Wednesday , 16 October 2019

Transforming Thiruvananthapuram

Beginning of Reality – The Resucitation Process

The TCRIP, which was doomed in 2006 to a premature closure with an unquantifiable extent of misery in store for the citizens of Thiruvananthapuram, sprung back into life by May 2009. In retrospect, the insight into the events that led to the revival needs a special mention as this could be the concoction that could be an assured remedy for the malady that usually plagues development projects in Kerala.

The failure in 2006 by the Government was partly as a result of political manipulation and undermining by vested interests to assert their role and superiority and protect their properties. In addition, many an engineer in the PWD did not approve of the project, as it attempted to set precedence in technology, methodology as well as assurance of quality. This was bound to change the equations in totality and hence there was opposition from within the Department too. There was not a ray of hope of revival of the project and the LA activity; at least until one day the Minister for Works’ passing comment that revival can take place only if there is a public acceptance of the project.

What transpired thereafter was a slow and painstaking process of interactions initiated by TRDCL with Residents Associations, Professional Associations, schools, colleges and various other gatherings where the organisers were willing to spare a few minutes for listening to the finer details of the project. Slowly a large cross section of the local public became aware of what they were going to miss if the Project was not revived. In many of these interactions, members of the press had participated outside their official capacity. But having heard TRDCL out, they were convinced about the value of the story. This saw the Press taking up the TCRIP news on a regular basis, more often than not bringing out the features of the project that touch the ordinary people positively.

Here was a clear example of how the media, labelled as the mother of all problems in a literate state like Kerala, could be the catalyst for positive result. The only difference was that TRDCL took pains to educate the correspondents on technical issues, sometimes going to the extent of even making working models.

Once the public and media were in tandem, gunning for revival of the Project, the politico did not think twice. And, that was how the revival process started, with the Government agreeing for an Arbitrated Settlement and reviving the balance process.

TCRIP – A New Experiment, a New Success of Sorts, a forerunner for Urban Scenario

By now, there was a mass realisation (really, as people from across the world have taken note of this small City’s achievement) that TCRIP has become a reality. Where nothing out-of-the-box can survive more than a few days, here was a project estimated at a landed cost of `225 crores becoming a reality. While the trauma and the real efforts that went on to overcome the hurdles and eventually deliver the project would always remain a potential case study for the management students, the people of Trivandrum started seeing that things can work. Their confidence level in the government, its representatives and above all, in IL&FS – the diligence and commitment of IL&FS in delivering the project through TRDCL – went up. It is interesting to note how the public ethos has entwined with that of the project.

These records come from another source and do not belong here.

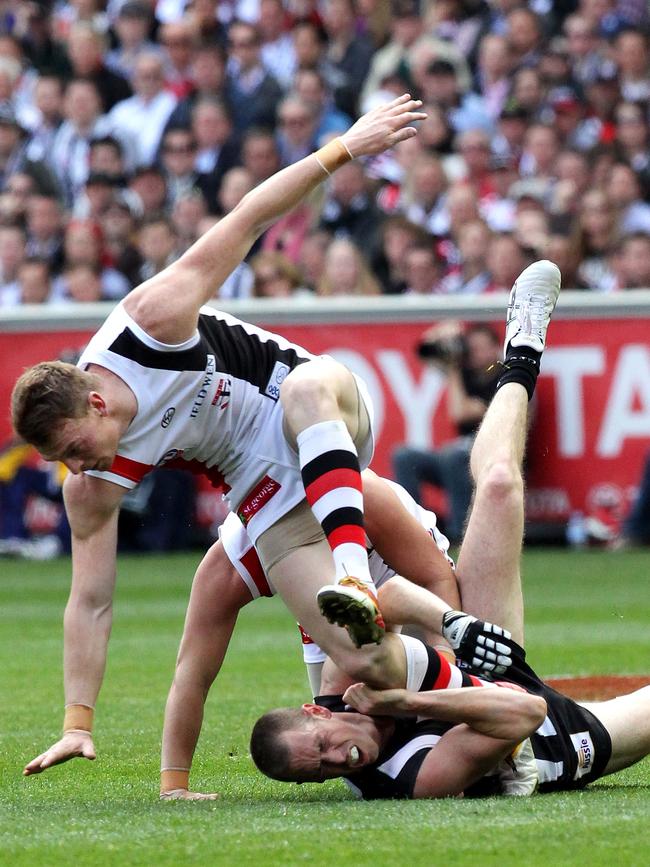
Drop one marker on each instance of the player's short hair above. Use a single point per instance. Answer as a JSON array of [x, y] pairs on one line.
[[269, 748], [45, 396]]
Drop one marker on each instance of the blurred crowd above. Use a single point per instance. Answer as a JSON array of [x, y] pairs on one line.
[[127, 129]]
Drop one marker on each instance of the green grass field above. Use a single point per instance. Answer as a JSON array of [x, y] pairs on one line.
[[587, 613]]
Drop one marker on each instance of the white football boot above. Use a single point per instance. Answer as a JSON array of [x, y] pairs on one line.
[[532, 300]]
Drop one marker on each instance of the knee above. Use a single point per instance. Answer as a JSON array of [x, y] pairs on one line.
[[364, 665], [501, 481]]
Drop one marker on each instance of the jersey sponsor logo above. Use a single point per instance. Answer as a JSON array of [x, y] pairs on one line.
[[199, 400], [171, 455], [221, 398], [278, 375], [584, 747], [257, 498], [168, 415]]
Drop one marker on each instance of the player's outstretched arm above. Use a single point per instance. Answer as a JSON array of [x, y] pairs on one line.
[[167, 306], [507, 714], [92, 509], [218, 594]]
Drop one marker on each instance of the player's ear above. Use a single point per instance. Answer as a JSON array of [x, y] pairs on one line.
[[316, 710], [96, 401]]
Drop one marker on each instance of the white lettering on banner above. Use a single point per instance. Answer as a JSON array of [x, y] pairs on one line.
[[631, 381], [418, 400], [362, 367], [568, 366]]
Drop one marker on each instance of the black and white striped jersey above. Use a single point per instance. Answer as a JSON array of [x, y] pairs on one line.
[[209, 404], [571, 747]]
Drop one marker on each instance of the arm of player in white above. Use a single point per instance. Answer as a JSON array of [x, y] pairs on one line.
[[92, 506], [507, 714], [218, 594], [167, 306]]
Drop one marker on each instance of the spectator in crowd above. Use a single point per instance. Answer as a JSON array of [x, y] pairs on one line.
[[149, 186], [48, 102], [177, 39], [217, 149], [178, 159], [423, 270], [422, 199], [260, 155], [312, 257], [505, 261], [208, 75], [119, 222], [83, 245], [347, 54], [157, 244], [346, 271], [468, 361], [132, 27], [278, 52], [632, 262], [86, 48], [349, 208], [598, 234], [13, 249], [251, 90], [14, 157], [33, 284], [188, 212], [142, 117], [632, 55], [275, 275], [83, 122], [45, 218], [470, 276], [297, 120], [311, 86]]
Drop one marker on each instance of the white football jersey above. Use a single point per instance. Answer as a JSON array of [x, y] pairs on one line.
[[241, 553], [210, 405]]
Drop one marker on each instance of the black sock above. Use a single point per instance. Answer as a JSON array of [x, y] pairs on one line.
[[521, 365]]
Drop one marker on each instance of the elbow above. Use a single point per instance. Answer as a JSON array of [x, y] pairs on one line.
[[535, 713]]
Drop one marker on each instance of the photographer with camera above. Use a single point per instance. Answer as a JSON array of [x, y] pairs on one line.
[[469, 359]]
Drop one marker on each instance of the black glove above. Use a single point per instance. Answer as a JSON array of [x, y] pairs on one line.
[[478, 643]]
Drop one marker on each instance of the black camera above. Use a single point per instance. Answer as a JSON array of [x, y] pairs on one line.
[[447, 350]]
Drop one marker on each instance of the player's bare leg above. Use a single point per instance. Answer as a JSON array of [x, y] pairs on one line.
[[326, 420], [297, 578], [627, 719], [489, 561]]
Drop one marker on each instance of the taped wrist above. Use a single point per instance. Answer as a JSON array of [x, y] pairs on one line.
[[174, 778], [78, 717], [333, 155]]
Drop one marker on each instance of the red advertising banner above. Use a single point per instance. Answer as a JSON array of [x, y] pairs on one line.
[[592, 421]]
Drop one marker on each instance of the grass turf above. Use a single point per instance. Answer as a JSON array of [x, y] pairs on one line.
[[587, 613]]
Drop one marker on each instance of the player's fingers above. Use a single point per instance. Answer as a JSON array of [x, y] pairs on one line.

In the process of its interactions with the public, TRDCL discovered that many of the project features were unique in the context of the place and ethos of the public. Some of them were eye-openers. These would go down as just another project feature in any other city, but here it had either a special social impact or an impact affecting the way people reacted. Some were normal specifications, but were being insisted on for the first time in Kerala. For example, the construction requirements in the Concession Agreement specified utilisation of 60-70 bitumen as well as use of batch Type Hot Mix Plant for the asphalt work. This ensures the best riding quality. Though this would have gone unnoticed, the ride quality of TCRIP roads is now the benchmark for the local public. One reason could be the TRDCL brought out the reason for the superior ride quality in the press, correcting a notion of “rubberised road” for any road laid with a paver. Such simple technical information empowered the public to demand the same methodology in construction.

Some of the important features that can be brought under this category are;

Mountable Footpath: A brilliant adaptation of Dr. Sreenivasan. He argued that we should not go by standard 20cm or 25cm high footpath segregating the carriageway, but a footpath which is less than 10cm in height. Reason he put forward was that when the capacity of the road is exceeded in time, till alternatives are found, mountable footpath would help ease very high congestion. Also, in the absence of any significant plan for parking facilities, the roads would become logical parking areas. High footpath would make four-wheelers park away from the footpath to enable opening of the doors of the vehicle, thereby eating up precious carriageway.

TRDCL modified this also to avoid provision of cuttings in footpath to provide for property entrances. The footpaths being mountable, vehicles could slow down take a slow turn into the property mounting the footpath. Advantages were:

a. The pedestrian gets protected from rash entry by the vehicle driver.

b. People using the footpath, especially old people and children, do not have to climb down and climb up every time there is a cutting for a property entrance.

c. Morning walkers, who are in plenty in every corridor in a city like Trivandrum, can walk without getting worried about concentrating on the ground.

Challenges: TRDCL faced many challenges in implementing this. Property owners objected to this saying that they need cutting in the footpath. Our positioning as a pedestrians advocate countered all objections, even if the opinion of self appointed “experts” in the Road sector differed. Pressure from high offices for individual exemptions also was countered stating the need to have a uniform policy and not one that can be altered at will.

Footpath with Interlocking Blocks: Not a unique idea in any sense. But given the fact that the DPR insisted on 25mm cobbler (hand crafted) stones on 20mm mortar, this was a great initiative. TRDCL argued that fixing of cobbler stones are not advisable in view of the following:

a. Being city roads, the ribbon beyond the ROW is under constant development. This means that there is a continuous demand for laying or augmentation of utility lines. Every time the surface is dug up for such an activity, restoration to original condition is difficult if the footpath is paved using tiles on mortar. Such restoration also becomes highly expensive.

b. In a region that has close to 1.3m of rains annually, with dry period only from mid January to mid April, the surface of such stone tiles will become slippery and hazardous to pedestrians. The very advantages that we are providing to the pedestrians will get negated on account of this.

c. Rain water will be carried away into lakes and sea far off by directing into the drains. This is an environmental loss.